Сергей Медведев: Более светский, как я понимаю. Из всего Кавказа Дагестан, пожалуй, более свободный.
Алиса Ганиева: Да, мне кажется, это связано и с обилием разных этнических групп, и исторически тоже всегда присутствовал элемент политической свободы. Конечно, чем дальше в лес, тем больше теряется самость, в том числе демократическая, свободная, происходит унификация.
Сергей Медведев: Часто доводится слышать о некоей ответственности или безответственности русской литературы. Вы сами как считаете, существует какая-то связь между русской культурой и нынешней войной или это придуманная риторическая фигура?
Алиса Ганиева: Связь неизбежно существует.

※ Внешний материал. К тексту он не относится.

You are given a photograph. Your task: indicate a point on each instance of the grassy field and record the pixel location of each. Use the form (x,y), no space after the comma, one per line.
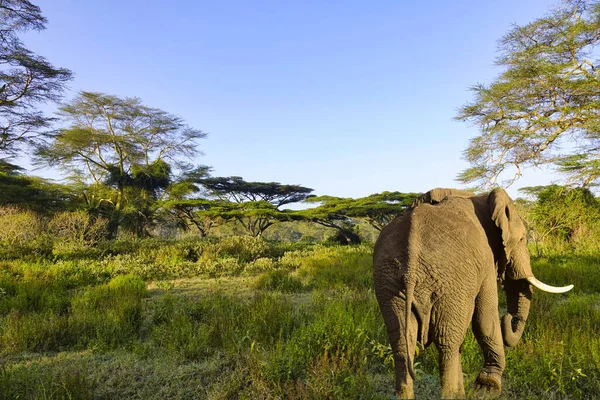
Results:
(243,318)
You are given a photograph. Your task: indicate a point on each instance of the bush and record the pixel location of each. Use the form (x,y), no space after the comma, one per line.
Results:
(19,226)
(75,229)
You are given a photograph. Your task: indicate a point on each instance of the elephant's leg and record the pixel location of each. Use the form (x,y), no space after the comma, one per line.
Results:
(486,328)
(403,354)
(452,318)
(451,378)
(392,309)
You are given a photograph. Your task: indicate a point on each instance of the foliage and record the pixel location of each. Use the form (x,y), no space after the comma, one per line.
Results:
(26,79)
(235,189)
(377,209)
(253,205)
(543,108)
(196,212)
(77,228)
(19,226)
(561,217)
(28,192)
(308,326)
(121,144)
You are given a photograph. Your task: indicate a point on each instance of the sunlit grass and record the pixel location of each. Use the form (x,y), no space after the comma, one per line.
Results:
(277,322)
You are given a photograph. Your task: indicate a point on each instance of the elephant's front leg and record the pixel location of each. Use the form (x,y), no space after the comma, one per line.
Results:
(451,377)
(486,328)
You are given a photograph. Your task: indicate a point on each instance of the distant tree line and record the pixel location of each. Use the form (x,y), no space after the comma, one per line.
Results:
(128,169)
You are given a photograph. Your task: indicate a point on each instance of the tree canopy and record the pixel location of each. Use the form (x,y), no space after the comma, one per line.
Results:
(26,79)
(235,189)
(116,143)
(377,209)
(544,108)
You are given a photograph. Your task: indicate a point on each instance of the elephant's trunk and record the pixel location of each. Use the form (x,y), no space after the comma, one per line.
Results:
(518,301)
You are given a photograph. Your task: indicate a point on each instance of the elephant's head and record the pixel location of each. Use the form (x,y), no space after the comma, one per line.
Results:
(514,262)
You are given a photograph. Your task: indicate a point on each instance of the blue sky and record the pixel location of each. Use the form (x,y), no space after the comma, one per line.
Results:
(349,98)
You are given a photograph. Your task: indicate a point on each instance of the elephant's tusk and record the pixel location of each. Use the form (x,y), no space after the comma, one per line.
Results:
(548,288)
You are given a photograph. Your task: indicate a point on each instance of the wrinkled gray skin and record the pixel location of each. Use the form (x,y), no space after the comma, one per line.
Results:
(443,258)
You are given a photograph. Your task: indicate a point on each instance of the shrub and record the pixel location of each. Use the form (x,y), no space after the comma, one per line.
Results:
(77,229)
(19,226)
(262,264)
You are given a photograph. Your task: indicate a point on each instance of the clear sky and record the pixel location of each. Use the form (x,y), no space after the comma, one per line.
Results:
(349,98)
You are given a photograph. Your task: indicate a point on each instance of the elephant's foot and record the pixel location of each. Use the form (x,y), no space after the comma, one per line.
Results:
(405,392)
(490,382)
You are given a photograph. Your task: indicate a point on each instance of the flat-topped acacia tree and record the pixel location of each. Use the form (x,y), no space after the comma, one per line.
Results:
(120,144)
(254,205)
(544,108)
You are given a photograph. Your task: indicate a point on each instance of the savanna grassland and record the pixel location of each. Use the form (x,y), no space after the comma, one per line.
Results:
(241,317)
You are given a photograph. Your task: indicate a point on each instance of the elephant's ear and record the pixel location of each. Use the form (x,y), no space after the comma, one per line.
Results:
(501,209)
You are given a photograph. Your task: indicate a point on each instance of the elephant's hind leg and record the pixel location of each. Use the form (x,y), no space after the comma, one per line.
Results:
(403,353)
(392,304)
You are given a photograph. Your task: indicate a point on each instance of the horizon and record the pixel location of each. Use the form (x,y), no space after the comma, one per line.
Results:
(323,96)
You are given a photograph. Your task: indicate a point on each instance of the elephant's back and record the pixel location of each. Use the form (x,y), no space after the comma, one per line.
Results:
(435,240)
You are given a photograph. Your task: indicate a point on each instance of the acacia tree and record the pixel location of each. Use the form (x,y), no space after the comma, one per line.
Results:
(544,108)
(121,144)
(377,210)
(559,213)
(235,189)
(26,79)
(254,205)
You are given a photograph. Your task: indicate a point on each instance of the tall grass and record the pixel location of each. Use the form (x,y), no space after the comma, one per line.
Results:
(308,327)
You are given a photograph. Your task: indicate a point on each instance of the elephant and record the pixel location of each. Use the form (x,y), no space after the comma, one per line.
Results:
(435,270)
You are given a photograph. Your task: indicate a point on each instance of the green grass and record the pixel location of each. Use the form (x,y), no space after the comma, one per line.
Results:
(244,318)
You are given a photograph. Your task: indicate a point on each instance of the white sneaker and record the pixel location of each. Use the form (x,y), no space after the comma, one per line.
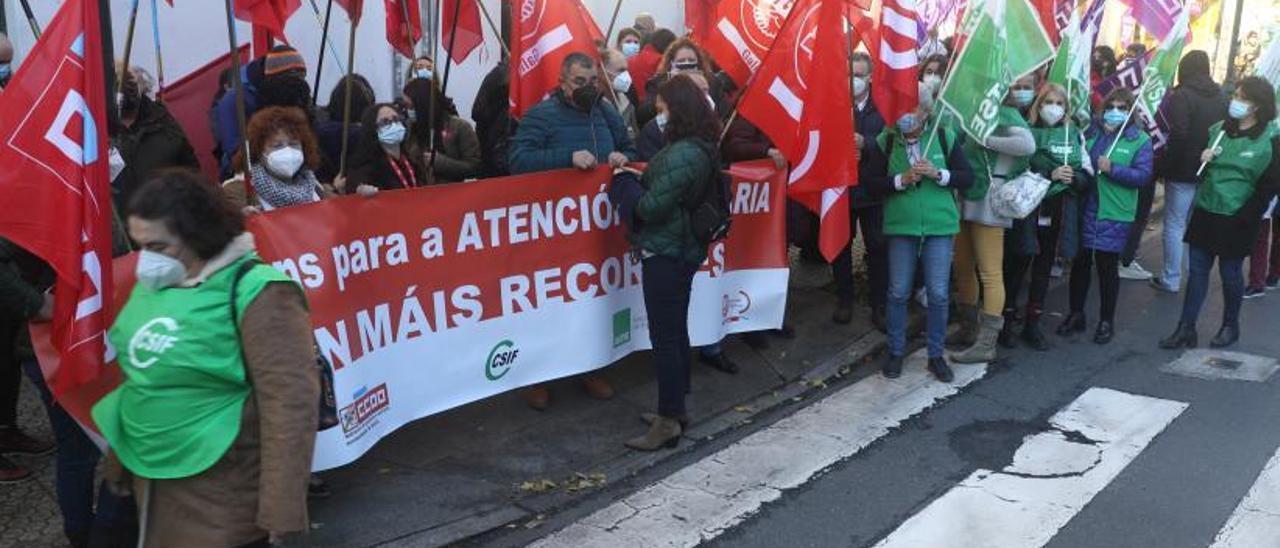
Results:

Если мы посмотрим на образцы литературного Золотого века, то там можно найти и стремление к экспансивности, и имперскость, и все, что угодно. Но всегда нужно делать скидку на исторический контекст, всегда нужно винить не Достоевского и Толстого, а тех, кто сейчас использует их во зло. Последние несколько месяцев после февраля разные группы российского общества только тем и занимаются, что обсуждают меру своей ответственности, но чаще пытаются от нее избавиться.
К сожалению, российская интеллигенция в массе своей до сих пор продолжает сотрудничать с государством
Это касается и этнических групп, и представителей многих малых народов, которые говорят: мы же не русские, значит, мы не так виноваты, как русские. Или литераторов, которые говорят: культура не виновата, или левых, которые пытаются выгородить народ, делают упор на том, что это война путинская, война олигархов, правящего класса, а народ ни при чем. Хотя одно от другого неотделимо, тот же Путин вышел из этого народа, он соткался как такая популистская фигура, и народ это не только терпел, но и любил все эти годы.
Мне кажется, что ответственность на нас есть, в том числе и на мне, как на литераторе, тоже. К сожалению, российская интеллигенция в массе своей до сих пор продолжает сотрудничать с государством. Даже публикуя вполне себе антивоенные, пацифистские посты в соцсетях, они не гнушаются продолжать участвовать в культурной жизни, не хотят поступаться какими-то элементарными каждодневными удобствами, карьерой.